Trust and Faith
See these statements now: I have faith in the fan in my room that it will give us cool breeze. I have faith in my pen that it will write letters on a paper. Are these statements true? Some say they are. Others say they are not because however strong your faith may be in your fan and your pen and whatever prayers you offer them, the pen won't work when the ink in it is finished and the fan will stop if the power supply is disrupted. This cause and effect relationship is already established. Therefore, it is a matter of trust and not faith. Similarly the assertions such as - two multiplied by two is four; polio can be prevented by proper vaccination; zero was invented in India; Shivaji was a great king are all a matter of trust. If you observe the biographies of other contemporary kings, we notice that no other king can match the virtues and abilities of Shivaji. That is why I trust he is great.
I now give you a contrary example of distrust. It is a true story. A woman with three children lived in a village, while her husband worked in Mumbai. Someone prejudiced him about his wife's character. He was furious. He returned to the village and confronted his wife. "If you have a spotless character", he insisted, "then prove it by putting your hand in the pot of boiling oil in the temple and taking out the coin at the bottom of it. If your hands remain unscathed and your fidelity is proved I will accept you as my wife”. The poor woman was aghast and did not know what to do. Her brother, who knew that ANS workers know and perform this trick, approached us. We taught him the trick and the sister performed the miracle in front of the whole village and saved her marriage.

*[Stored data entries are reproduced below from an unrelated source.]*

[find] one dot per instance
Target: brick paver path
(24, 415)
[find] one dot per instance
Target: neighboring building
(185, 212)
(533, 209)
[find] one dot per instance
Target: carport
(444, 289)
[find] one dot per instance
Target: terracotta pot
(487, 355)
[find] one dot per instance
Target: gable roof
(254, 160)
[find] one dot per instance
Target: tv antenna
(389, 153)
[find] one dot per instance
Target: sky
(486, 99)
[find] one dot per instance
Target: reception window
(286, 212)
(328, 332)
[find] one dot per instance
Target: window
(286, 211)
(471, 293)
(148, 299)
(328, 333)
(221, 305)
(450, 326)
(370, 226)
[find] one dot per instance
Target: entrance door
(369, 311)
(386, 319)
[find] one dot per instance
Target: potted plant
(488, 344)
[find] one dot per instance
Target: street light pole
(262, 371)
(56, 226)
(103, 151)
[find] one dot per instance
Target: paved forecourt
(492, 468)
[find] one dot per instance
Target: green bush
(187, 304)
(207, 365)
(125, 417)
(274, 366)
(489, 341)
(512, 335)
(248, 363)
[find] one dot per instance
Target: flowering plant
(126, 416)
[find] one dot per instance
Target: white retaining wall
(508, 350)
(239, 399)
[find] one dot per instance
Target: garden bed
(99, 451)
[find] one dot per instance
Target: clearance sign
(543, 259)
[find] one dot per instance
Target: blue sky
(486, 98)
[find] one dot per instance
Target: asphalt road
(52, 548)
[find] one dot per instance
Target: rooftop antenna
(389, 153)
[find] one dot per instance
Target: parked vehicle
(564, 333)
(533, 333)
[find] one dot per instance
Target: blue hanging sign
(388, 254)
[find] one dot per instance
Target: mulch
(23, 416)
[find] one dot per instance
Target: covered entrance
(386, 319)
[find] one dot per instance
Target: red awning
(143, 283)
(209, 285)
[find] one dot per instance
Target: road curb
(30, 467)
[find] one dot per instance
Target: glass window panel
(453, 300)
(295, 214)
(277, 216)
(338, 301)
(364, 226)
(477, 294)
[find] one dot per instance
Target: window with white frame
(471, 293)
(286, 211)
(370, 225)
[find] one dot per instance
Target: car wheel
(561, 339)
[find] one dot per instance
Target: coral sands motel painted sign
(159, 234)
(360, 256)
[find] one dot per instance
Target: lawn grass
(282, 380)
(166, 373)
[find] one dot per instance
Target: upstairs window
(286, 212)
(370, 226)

The point here is not that of the fidelity or infidelity of the woman and whether boiling oil will burn her hands or not when put in it. The point is whether there is any relationship between these tow occurrences. Of course there is no relation whatsoever. So a notion as silly as this without any basis of cause and effect relation is superstition. However one must keep in mind that every time it is not possible to arrive at such an indubitable conclusion as above. Yet we cannot afford to wait every time, till it strikes us and have to carry on our work, despite the uncertainty. When faced with uncertainty, most people turn to faith for support. So when one believes in the existence of a thing in spite of no evidence to prove it, and continues to perform activities pertaining to it, it is a matter of faith for him.
Faith in one's Physician
Throughout their daily affairs, people are aware of what they do. They even examine their faiths. We often say that we have faith in our physician. It means that whenever anybody falls sick in the house, you take him to your family physician. The medicine he gives cures the patient. As this happens frequently, we develop faith in the physician. However, some time later, he fails to cure a sick child and the child had to be taken to a child specialist; a couple of months later, another patient of your family, after a week's treatment by the same physician had to be removed to hospital as the illness aggravated; now if any of your family member's illness aggravates under this doctor's treatment will you still continue with this family doctor? No, you will not. Now whatever has happened to your faith in this physician of yours? You bank on your experience of the last several months and conclude that your physician is not effective now as he used to be earlier and you approach another doctor. However the important things that have happened during this period are: You examined your faith in your physician's proficiency and concluded that it would not be proper to take any more patients to him. If despite your experience of repeated failures on his part, you keep approaching him, what would it mean? Faith? Superstition? The important conclusion, one can draw from this situation is: any existing situation that prevails even after being questioned on the basis of knowledge and/or experience, can be called trust or faith. If it ceases to be, after being questioned by knowledge and experience, it is superstition. The situation here is that your child is sick. Your experience is that earlier your physician was able to cure the child. The knowledge is that the doctor recently had stopped to be effective. Now you come to the conclusion that it is high time that you change your physician. Here we have obtained a method. We face situations, we get experience from life, i.e., from facing situations, we obtain knowledge, we then examine the situation with the knowledge and experiences obtained and then take a decision regarding our faith. Of course all this sounds very simple but is extremely difficult to follow. Taking decisions regarding one's faith i.e., deciding whether it is a faith or a superstition is extremely difficult as it hurts one's ego. So one tends to avoid it. That is why it is all the more necessary for ANS to pursue this movement vigorously.